La Regione VIII nel secolo decimo appellavasi Sub Capitolio, come nei Cataloghi dei Papi parecchie volte è chiamata; per conseguenza il Forum Romanum antico aveva conservato il numero regionale onde era stato contrassegnato nel vecchio tempo.
La IX Regione era il distretto che raccoglieva dentro di sè il santo Eustachio, la Navona, il Panteon, le terme di Alessandro, il san Lorenzo in Lucina. Comprendeva il vero Campo di Marte, e quindi chiudeva nei suoi confini l’antica Regione IX, detta Circus Flaminius, da cui avevano avuto origine due Regioni.

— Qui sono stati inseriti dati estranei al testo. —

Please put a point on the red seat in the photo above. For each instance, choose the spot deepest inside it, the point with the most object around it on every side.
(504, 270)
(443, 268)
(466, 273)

Volle il caso che, propriamente per questa Regione del secolo decimo, si conservasse la maggior copia dei documenti: questi, assai di frequente ci tengono parola di un luogo appellato ad Scorticlarios o in Scorticlam, il quale dava il nome all’intiero distretto. Era esso il quartiere dei conciatori di cuoi; oggidì è situato presso il fiume, nella Regola, ma allora trovavasi posto in vicinanza alle terme di Alessandro, presso al Tevere[666].
In nessun documento di quella età incontrammo parola della Regione X e di quella XI; però la XII Regione compare in un Diploma, col nome antico di Piscina Publica, il quale pertanto non aveva subìto mutazione di sorta[667].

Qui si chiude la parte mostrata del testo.